There are plenty of reasons why players of a certain age struggle to compete with the young guns -- injuries take a toll, athleticism declines, coaches scale back minutes and rest veterans in back-to-backs to keep them fresh. That same top-120 group contains only nine players who are 22 years old or younger, however, so extreme youth isn't necessarily a good thing, either. Here's what the picture looked like last season:
The linear trendline above shows a mild tendency for 8-cat values to increase as ages decrease. This is supported by the Pearson's r of -0.06552, though the negative relationship here is considered statistically insignificant. One thing to notice is that not a single player over 30 years old cracked the top-12 last season -- Chris Bosh is breaking that trend in 9-cat leagues this season, but LeBron James and Paul Millsap are the only 30-year-olds in the top 25 when looking at 8-cat values. Youth is being served.
I intended to also look at how playing time rose or fell as players aged, but the spreadsheet I needed was lost to a corrupted hard drive two days ago. I might revisit the idea in a future column.
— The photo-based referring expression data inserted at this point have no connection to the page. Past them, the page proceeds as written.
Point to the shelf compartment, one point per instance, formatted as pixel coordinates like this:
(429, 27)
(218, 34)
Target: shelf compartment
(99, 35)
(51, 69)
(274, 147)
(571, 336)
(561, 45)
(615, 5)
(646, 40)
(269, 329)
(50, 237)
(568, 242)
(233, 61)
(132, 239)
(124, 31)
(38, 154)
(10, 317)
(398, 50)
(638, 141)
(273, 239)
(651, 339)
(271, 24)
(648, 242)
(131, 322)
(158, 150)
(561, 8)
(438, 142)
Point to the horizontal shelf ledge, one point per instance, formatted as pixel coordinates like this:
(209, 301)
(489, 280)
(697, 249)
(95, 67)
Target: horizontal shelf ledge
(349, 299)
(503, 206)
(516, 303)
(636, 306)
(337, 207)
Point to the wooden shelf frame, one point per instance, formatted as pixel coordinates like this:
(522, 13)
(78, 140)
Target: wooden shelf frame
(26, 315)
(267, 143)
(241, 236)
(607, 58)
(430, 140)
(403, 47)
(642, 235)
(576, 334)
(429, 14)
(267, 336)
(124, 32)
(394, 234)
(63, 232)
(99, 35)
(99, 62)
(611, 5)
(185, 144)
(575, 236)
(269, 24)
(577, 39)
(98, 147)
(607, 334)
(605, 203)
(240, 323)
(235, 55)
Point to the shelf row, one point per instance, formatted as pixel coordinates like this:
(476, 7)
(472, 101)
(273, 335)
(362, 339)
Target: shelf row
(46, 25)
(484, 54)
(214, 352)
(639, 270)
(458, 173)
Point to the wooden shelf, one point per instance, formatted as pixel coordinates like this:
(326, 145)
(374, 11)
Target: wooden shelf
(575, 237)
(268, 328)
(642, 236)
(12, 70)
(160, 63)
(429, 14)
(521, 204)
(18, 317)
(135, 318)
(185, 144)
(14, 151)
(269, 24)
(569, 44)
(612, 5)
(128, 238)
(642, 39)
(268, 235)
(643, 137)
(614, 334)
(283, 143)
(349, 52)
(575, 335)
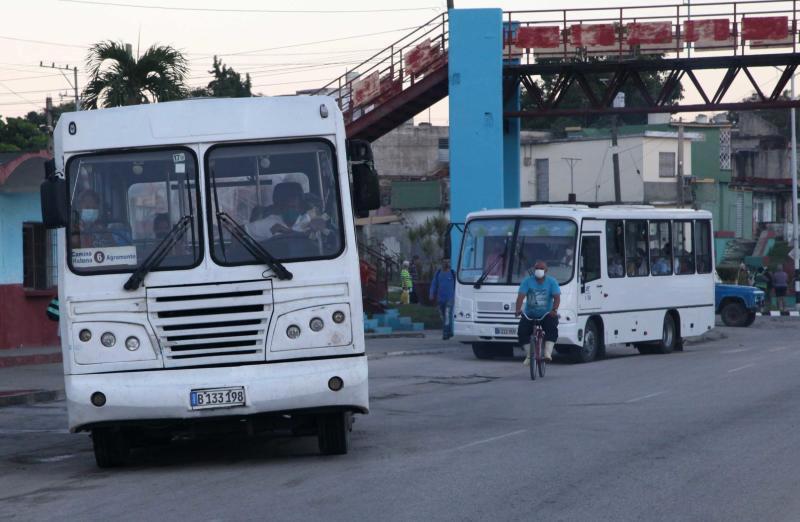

Thus far my correlations columns have determined that age is a mild predictor of fantasy values (I'm taking liberties with the word 'predictor'), and that age appears to be a more important variable for elite players than mid-round guys. Minutes per game are explicitly and very strongly linked to fantasy values -- keeping an eye on playing time is absolutely necessary to play the waiver wire and succeed long-term. Usage rates are also strongly correlated with fantasy values; it makes sense to check out players' numbers on NBA.com every so often. On the other hand, pace, whether gauged on the team or individual level, proved to be a statistically insignificant variable for 8-cat values. It didn't make a real impact in DFS leagues, either, and looking at individual team and player matchups is more important that worrying about the game's pace.